Да, со времени Мирабо в мире, в человеческом обществе, в цивилизации определилась некая кульминационная точка, средоточие, фокус, вершина. И эта вершина была трибуна Франции. Прекрасный путеводный маяк для движущихся вперед поколений, сияющий купол для мирных времен, сигнальный огонь во мраке крушений. Со всех концов мыслящего мира люди устремляли свои взоры на эту вершину, где сиял человеческий разум. И когда внезапная ночь обволакивала все кругом, оттуда доносился могучий голос, который ободрял их во тьме. Admonet et magna testatur voce per umbras. [57] Голос, который раздавался внезапно, когда наступал его час, как крик петуха, возвещающий рассвет, как клекот орла, призывающий солнце, звучал словно горн в сражении, словно труба архангела в день страшного суда; он поднимал грозных мертвецов в развевающихся саванах; и они вставали из гробниц и хватались за мечи, эти мертвые героические нации — Польша, Венгрия, Италия! И тогда при звуке этого голоса открывался сверкающий небосвод будущего; дряхлые тирании, ослепленные, объятые ужасом, склоняли голову во мраке, и все видели, как, ступая по облакам, касаясь челом звезд, со сверкающим мечом в руке, широко раскрыв свои мощные крылья в лазури, шествовала Свобода, архангел народов!
V Могущество слова
Эта трибуна была грозой всякой тирании и всякого фанатизма, надеждой всех угнетенных на земле. Всякий, кто ступал на эту вершину, слышал явственно, как бьется великое сердце человечества. И если это был человек доброй воли, душа его вырастала, становилась великой и излучала свет; он чувствовал, как нечто всеобъемлющее овладевало им и преисполняло дух его, словно ветер, наполняющий паруса. Стоило ему ступить на этот помост из четырех досок — он становился сильнее и лучше; в эту священную минуту он чувствовал, что живет одной жизнью с народами мира, и у него сами собой рождались слова, доступные всем и каждому. Далеко за пределами Собрания, сидевшего у подножия трибуны и нередко объятого смятением, он видел сосредоточенный, притихший народ, слушавший его, затаив дыхание, а там, дальше, усевшись в круг, ему задумчиво внимало человечество. Такова была эта великая трибуна, с высоты которой человек говорил со всем миром.

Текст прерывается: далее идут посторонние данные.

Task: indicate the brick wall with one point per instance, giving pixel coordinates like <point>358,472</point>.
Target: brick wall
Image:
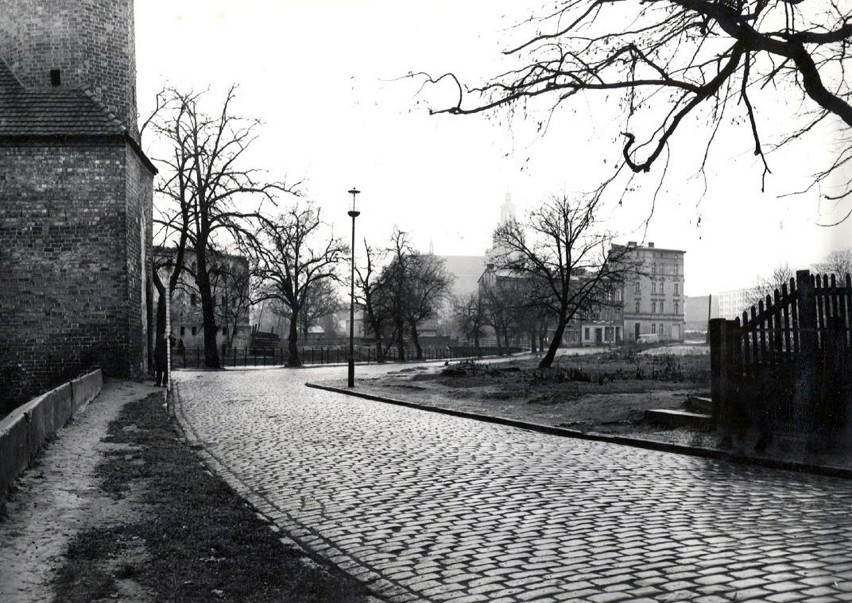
<point>72,254</point>
<point>90,41</point>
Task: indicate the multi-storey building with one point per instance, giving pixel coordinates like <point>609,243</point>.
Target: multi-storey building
<point>75,195</point>
<point>652,293</point>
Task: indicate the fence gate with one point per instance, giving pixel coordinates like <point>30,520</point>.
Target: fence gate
<point>786,363</point>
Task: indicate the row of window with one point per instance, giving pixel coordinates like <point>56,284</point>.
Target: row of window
<point>675,268</point>
<point>193,300</point>
<point>658,307</point>
<point>195,331</point>
<point>657,288</point>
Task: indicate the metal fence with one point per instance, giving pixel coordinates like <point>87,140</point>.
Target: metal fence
<point>235,357</point>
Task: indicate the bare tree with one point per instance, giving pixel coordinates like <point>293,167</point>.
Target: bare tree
<point>766,286</point>
<point>498,298</point>
<point>662,62</point>
<point>469,313</point>
<point>371,297</point>
<point>322,299</point>
<point>426,287</point>
<point>416,284</point>
<point>570,261</point>
<point>208,198</point>
<point>838,263</point>
<point>294,257</point>
<point>395,274</point>
<point>231,279</point>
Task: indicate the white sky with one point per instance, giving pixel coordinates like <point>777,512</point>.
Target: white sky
<point>322,75</point>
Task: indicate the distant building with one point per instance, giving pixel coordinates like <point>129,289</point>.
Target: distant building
<point>230,282</point>
<point>699,309</point>
<point>653,296</point>
<point>734,301</point>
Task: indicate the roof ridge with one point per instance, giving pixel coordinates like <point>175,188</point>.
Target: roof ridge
<point>91,95</point>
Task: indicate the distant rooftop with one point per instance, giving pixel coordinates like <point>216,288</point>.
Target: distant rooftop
<point>52,112</point>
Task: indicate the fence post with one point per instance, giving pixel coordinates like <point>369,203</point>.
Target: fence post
<point>721,356</point>
<point>806,368</point>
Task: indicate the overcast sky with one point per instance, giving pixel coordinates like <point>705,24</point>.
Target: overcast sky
<point>323,75</point>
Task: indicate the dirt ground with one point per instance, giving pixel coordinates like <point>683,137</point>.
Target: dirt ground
<point>606,392</point>
<point>150,523</point>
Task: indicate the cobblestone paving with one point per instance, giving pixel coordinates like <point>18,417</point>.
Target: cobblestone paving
<point>427,507</point>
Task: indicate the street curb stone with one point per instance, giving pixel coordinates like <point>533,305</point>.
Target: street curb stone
<point>709,453</point>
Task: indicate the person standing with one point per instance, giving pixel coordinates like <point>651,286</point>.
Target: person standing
<point>161,361</point>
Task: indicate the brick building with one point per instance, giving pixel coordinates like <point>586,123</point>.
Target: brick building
<point>75,194</point>
<point>231,288</point>
<point>653,297</point>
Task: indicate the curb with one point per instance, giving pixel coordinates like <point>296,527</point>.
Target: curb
<point>708,453</point>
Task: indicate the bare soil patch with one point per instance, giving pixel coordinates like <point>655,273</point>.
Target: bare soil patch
<point>184,535</point>
<point>607,392</point>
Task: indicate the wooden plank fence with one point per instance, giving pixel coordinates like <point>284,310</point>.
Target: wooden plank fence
<point>785,364</point>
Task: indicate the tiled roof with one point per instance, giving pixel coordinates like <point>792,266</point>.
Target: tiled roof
<point>51,112</point>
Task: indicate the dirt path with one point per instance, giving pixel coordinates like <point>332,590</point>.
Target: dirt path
<point>120,508</point>
<point>59,498</point>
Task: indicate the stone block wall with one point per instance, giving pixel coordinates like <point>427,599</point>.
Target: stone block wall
<point>91,42</point>
<point>67,303</point>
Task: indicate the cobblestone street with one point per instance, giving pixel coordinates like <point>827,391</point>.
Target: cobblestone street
<point>428,507</point>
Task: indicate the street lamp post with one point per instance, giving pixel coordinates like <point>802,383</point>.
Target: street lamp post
<point>351,376</point>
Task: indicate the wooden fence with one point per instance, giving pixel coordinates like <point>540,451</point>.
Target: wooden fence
<point>785,364</point>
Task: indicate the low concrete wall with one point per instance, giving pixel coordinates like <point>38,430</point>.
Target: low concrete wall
<point>25,429</point>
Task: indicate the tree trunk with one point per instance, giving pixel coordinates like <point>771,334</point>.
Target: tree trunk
<point>293,340</point>
<point>208,314</point>
<point>400,341</point>
<point>380,357</point>
<point>547,361</point>
<point>416,341</point>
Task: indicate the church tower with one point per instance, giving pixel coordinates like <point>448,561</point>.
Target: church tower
<point>86,45</point>
<point>76,195</point>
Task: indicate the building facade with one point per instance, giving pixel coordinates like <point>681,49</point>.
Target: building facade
<point>654,302</point>
<point>230,281</point>
<point>75,195</point>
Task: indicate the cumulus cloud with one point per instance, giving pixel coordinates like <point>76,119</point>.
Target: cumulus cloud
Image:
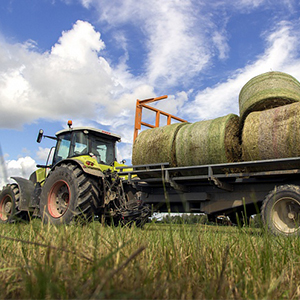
<point>71,80</point>
<point>22,167</point>
<point>282,45</point>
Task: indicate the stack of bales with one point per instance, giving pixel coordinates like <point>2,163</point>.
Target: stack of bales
<point>268,127</point>
<point>184,144</point>
<point>270,123</point>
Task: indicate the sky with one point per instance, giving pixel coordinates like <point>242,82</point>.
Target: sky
<point>89,60</point>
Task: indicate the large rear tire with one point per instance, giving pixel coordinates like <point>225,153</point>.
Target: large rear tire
<point>9,205</point>
<point>68,194</point>
<point>281,210</point>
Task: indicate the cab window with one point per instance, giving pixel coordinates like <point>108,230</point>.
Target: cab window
<point>103,150</point>
<point>62,149</point>
<point>79,144</point>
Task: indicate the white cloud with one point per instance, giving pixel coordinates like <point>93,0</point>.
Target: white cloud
<point>280,55</point>
<point>22,167</point>
<point>71,80</point>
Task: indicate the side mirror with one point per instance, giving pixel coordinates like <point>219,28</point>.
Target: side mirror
<point>40,135</point>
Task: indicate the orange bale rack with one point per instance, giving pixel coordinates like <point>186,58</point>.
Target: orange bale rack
<point>140,104</point>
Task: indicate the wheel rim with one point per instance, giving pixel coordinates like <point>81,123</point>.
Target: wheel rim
<point>59,199</point>
<point>6,207</point>
<point>286,215</point>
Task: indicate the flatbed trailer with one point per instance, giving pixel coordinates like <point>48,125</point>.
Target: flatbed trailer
<point>238,190</point>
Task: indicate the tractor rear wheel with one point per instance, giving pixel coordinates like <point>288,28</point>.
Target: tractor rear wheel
<point>68,194</point>
<point>281,210</point>
<point>9,205</point>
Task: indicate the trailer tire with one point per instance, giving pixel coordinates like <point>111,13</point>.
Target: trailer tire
<point>281,210</point>
<point>68,194</point>
<point>9,205</point>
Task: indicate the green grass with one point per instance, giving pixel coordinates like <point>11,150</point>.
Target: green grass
<point>158,262</point>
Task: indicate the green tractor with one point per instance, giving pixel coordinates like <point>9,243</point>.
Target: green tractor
<point>81,183</point>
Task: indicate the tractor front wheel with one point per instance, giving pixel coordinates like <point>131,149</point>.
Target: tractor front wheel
<point>68,194</point>
<point>9,205</point>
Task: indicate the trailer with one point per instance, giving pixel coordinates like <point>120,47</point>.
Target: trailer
<point>238,190</point>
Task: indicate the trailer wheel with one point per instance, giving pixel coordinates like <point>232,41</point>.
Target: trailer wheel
<point>9,205</point>
<point>68,194</point>
<point>281,210</point>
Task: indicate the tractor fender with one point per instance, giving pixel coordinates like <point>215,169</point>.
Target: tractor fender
<point>26,189</point>
<point>90,171</point>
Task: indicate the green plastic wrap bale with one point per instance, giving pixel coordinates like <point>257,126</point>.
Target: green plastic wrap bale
<point>268,90</point>
<point>156,145</point>
<point>209,142</point>
<point>271,134</point>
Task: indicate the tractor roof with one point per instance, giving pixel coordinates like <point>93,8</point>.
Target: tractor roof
<point>94,130</point>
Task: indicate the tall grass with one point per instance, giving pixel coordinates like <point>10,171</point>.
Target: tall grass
<point>157,262</point>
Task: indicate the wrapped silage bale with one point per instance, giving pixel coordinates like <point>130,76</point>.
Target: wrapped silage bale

С этой трибуны, всегда пребывавшей в состоянии вибрации, постоянно расходились как бы звуковые волны, мощные колебания чувств и идей; они потоками шли от народа к народу, достигая самых отдаленных пределов земли, всюду приводя в движение эти мыслящие частицы, которые называются душами. Нередко, неведомо почему, какой-нибудь закон, учреждение, обычай вдруг начинал пошатываться где-то далеко за пределами Франции, за морями; так пошатнулся папский престол по ту сторону Альп, царский трон дрогнул на другом конце материка, рабство — за океаном, в Америке, смертная казнь — всюду. Это содрогнулась трибуна Франции. Бывали моменты, когда содрогание этой трибуны вызывало землетрясение. Когда говорила трибуна Франции, все, что только способно мыслить у нас на земле, внимало в благоговейном молчании; каждое произнесенное слово, прорезая мрак и пространство, летело вдаль, неведомо куда. «Это все равно что ветер — шум и только!» — говорили бесплодные шутники, любители иронии, а на другой день, или спустя несколько месяцев, или через год что-то вдруг рушилось на поверхности земли или что-то пускало ростки! Кто сделал это? Шум, от которого не осталось следа, промчавшийся ветер. Этот шум, этот ветер был словом. Священная сила! Из слова бога возникло бытие; из слова человека возникнет содружество народов.
VI Что такое оратор
Человек, всходивший на эту трибуну, был уже не просто человек, он становился тем таинственным тружеником, который в вечерние сумерки широко ступает по борозде и властной рукой бросает в пространство семена, будущие всходы, жатву, изобилие грядущего лета, хлеб, жизнь.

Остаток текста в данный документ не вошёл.